Everyone had known. They'd all known, but for the sake of priority and her reputation, they all pretended they didn't. Now that her parents were gone and buried, someone must have said something. Something to make him wonder.
"Mummy." He stepped closer.
"You're dead, Jamie. You're dead!" Nancy screamed.
"Mummy," was all Jamie said. "Mummy."
….
In the ward, the Doctor put his arm in front of Rose, shielding her even as he acknowledged that it would buy her seconds at best. She kept shifting, and he imagined that the urge to summon her sword and fight back must be strangling her. But it wasn't their fault. He studied them, trying to get some clue, but they were humans in strange gasmasks. It didn't make sense.
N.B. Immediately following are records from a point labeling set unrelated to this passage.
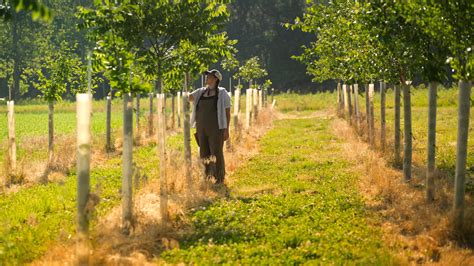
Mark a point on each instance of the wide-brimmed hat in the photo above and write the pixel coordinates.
(214, 72)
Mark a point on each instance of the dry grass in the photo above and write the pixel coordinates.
(420, 232)
(150, 234)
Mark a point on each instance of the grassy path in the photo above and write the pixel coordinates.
(34, 218)
(295, 202)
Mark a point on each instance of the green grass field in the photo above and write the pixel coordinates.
(292, 203)
(446, 130)
(296, 202)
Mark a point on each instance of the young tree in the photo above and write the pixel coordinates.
(53, 80)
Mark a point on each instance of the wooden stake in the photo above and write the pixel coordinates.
(180, 101)
(367, 109)
(382, 116)
(371, 116)
(50, 134)
(397, 125)
(187, 137)
(108, 121)
(83, 112)
(150, 115)
(255, 105)
(356, 104)
(11, 135)
(162, 155)
(461, 152)
(173, 110)
(236, 111)
(137, 118)
(349, 101)
(431, 142)
(127, 162)
(407, 151)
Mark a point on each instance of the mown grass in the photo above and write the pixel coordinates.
(35, 217)
(295, 202)
(446, 127)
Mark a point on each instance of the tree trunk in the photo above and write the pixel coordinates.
(431, 142)
(356, 104)
(180, 101)
(382, 116)
(84, 110)
(162, 154)
(407, 151)
(461, 152)
(150, 116)
(349, 99)
(339, 101)
(273, 94)
(255, 105)
(397, 125)
(11, 135)
(108, 121)
(236, 112)
(346, 100)
(248, 107)
(127, 159)
(50, 133)
(367, 109)
(173, 110)
(16, 57)
(371, 116)
(187, 138)
(137, 118)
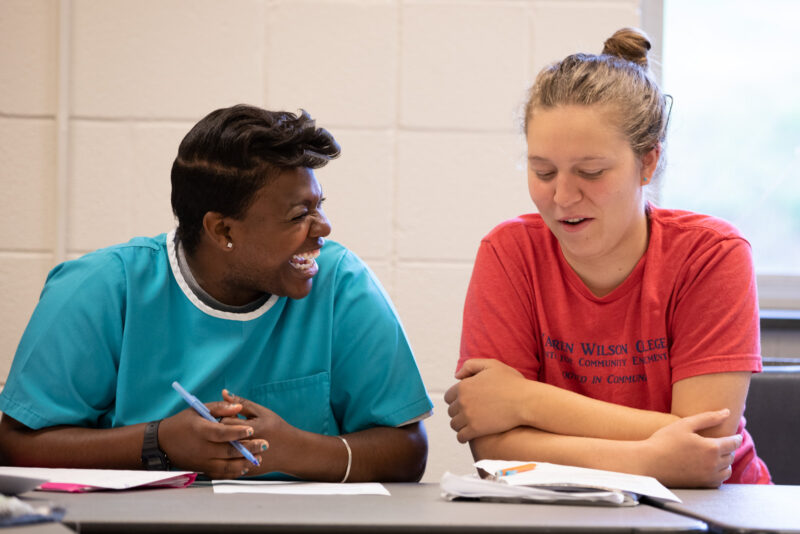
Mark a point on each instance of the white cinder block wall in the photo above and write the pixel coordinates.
(422, 94)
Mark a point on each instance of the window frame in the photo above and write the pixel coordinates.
(774, 292)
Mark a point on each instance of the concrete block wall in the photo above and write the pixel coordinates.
(422, 94)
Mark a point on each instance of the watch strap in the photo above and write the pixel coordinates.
(153, 458)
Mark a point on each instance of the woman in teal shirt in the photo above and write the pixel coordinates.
(245, 297)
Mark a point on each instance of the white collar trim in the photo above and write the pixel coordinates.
(202, 306)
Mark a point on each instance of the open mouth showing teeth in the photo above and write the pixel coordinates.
(304, 261)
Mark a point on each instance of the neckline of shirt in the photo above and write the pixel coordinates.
(201, 299)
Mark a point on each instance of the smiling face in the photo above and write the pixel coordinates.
(277, 239)
(586, 182)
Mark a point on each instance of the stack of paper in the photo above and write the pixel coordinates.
(552, 483)
(80, 480)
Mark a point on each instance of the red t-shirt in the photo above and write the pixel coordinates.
(688, 308)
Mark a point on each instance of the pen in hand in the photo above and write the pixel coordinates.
(200, 408)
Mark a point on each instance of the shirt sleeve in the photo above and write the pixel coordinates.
(498, 317)
(64, 370)
(715, 324)
(375, 379)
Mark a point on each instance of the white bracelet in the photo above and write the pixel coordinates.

None of this was going to make sense, and all he could do was try to think of a way out of this ward before he and Rose were touched and converted.
"Mummy. Mummy. Mummy. Mummy. Mummy. Mummy," the patients, chanted.
Why that word? The Doctor wondered. Why the fixation on the mother? Where had the question come from? What was this plague? Then he stopped thinking so clearly as the victims crowded in closer and closer, caging him and the others against the wall with nowhere to go.